We spent the day in Yangon walking through the china town then made our way on foot to the Shwedagon temple, climbed an old water tower to take some pictures and got people yelling at us from the ground telling us to get down. They meant well. When I finally got down, one of the elders approached me and he told me that they're afraid the tower might collapse as it's really really old. He asked me where I came from and where he came from. He seemed fascinated when I told him that I'm from Bali (seemed like it didn't ring a bell to him) and it's in Indonesia ("Ah! Indonesia!!!", that elder said with exctiment). When he told him where he came from he asked us, "If you're from Indonesia and he's from another foreign country, how could you two meet?" - later we would find out that we would get asked this question so often.
We visited a very small village in a small town in Myanmar. We watched how the people ride their cow cart, plant peanuts, and kids sitting under the shades reading a book while looking out for the livestock. Little monks and the other kids played soccer under a 1000 years old tamarind tree and the village elders showed us the picture of Aung Sun Suu Kyi under that tree when she visited them a few years back with pride. And when we went to one of the temples in Old Bagan, we met other fellow backpackers from all around the world. And again, for the thousandth time, we got asked that question, "Wait a minute, I'm confused. If you're from Indonesia and he's from another country, how could you two meet?" The question was kinda funny to me.
In the morning, we liked to take a walk around and tried a new place to eat. There was this one place where everyone in the village seemed to gather together to eat breakfast. I loved the food there. It's nothing fancy, but the food was good and I really loved the ambiance. They had bread, tea and mohinga. I loved to see how these people go to this place in the morning to have their breakfast and exchanging stories. I've never seen this kind of tradition before, and I was thinking how close these villagers might be to each other. When we rode on a car, the people on the street would stop and wave at us.
One afternoon when we were waiting for a boat race in a fisherman village to begin, we sat under a wooden hut with our tuktuk driver. He opened the conversation apologizing that he really wanted to chat with us. He had only learned English for 3 months, and he really wanted to practice. We told him that he didn't to apologize and a conversation was more than welcomed. We told him that for someone who only had learned English for 3 months, he's very good and it was true.
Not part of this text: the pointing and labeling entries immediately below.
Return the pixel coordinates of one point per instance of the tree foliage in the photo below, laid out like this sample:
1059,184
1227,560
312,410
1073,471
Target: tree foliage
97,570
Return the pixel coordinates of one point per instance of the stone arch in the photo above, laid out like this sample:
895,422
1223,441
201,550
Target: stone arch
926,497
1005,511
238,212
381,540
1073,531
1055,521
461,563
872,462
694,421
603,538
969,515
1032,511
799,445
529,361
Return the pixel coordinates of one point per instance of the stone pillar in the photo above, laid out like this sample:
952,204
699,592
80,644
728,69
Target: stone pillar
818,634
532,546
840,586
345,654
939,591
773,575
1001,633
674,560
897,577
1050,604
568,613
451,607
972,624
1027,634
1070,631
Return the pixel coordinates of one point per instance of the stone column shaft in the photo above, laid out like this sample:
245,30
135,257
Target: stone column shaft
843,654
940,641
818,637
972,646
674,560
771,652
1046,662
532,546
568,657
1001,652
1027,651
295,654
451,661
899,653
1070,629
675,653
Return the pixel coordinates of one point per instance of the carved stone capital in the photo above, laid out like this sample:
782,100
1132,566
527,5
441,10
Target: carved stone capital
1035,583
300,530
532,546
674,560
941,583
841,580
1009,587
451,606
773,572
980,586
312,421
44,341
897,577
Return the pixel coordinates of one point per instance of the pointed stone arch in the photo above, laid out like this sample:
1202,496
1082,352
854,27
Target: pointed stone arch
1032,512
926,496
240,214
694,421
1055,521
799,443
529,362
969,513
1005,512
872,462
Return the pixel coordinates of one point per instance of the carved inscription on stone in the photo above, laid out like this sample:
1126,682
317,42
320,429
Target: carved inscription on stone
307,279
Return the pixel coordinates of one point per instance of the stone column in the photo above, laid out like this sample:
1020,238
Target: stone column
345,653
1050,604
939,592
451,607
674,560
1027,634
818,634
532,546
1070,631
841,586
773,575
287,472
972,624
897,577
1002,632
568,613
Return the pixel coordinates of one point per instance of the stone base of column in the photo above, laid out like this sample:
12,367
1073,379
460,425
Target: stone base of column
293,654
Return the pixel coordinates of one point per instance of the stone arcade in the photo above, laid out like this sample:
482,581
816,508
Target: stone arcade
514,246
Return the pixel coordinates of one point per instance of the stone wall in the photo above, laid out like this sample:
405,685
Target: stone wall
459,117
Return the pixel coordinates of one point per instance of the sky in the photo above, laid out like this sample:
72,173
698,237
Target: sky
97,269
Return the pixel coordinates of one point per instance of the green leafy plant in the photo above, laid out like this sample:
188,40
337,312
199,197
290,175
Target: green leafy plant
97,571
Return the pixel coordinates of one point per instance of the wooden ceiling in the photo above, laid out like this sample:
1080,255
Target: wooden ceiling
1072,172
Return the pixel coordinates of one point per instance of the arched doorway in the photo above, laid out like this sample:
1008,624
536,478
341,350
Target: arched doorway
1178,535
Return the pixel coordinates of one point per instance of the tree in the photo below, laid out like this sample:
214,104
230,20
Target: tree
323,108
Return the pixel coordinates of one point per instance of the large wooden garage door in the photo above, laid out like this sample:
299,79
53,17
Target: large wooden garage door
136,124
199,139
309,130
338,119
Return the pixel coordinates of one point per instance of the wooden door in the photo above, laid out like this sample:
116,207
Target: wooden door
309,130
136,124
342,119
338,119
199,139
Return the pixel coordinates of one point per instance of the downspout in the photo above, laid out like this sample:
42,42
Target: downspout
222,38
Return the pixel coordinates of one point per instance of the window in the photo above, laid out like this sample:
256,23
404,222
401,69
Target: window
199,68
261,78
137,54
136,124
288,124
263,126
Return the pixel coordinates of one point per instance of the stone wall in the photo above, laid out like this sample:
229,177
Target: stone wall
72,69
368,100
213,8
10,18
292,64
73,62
He told us about his family and his children. We asked him if his kids went to school, and he told us that he donated one of his sons to the monastery. We exchanged looks and then turned our head to our tuktuk driver. "Donated your kid? How is that possible?" he asked. Then the driver explained to us that it's common for the Burmese to donate their kids to the monastery. The monastery will take care of their education, food, and stuff. People there are prefer to send their kids to the monastery because it's free of charge and sure it helps the family a lot in cutting expenses rather than send their kids to regular school. I asked him if the kids could go home once they enter the monastery. "If they're not happy in the monastery, then they can go home. But if they're happy there, they can continue," our tuktuk driver's sentence closed our conversation that afternoon as the people started cheering on the boat race that was about to begin.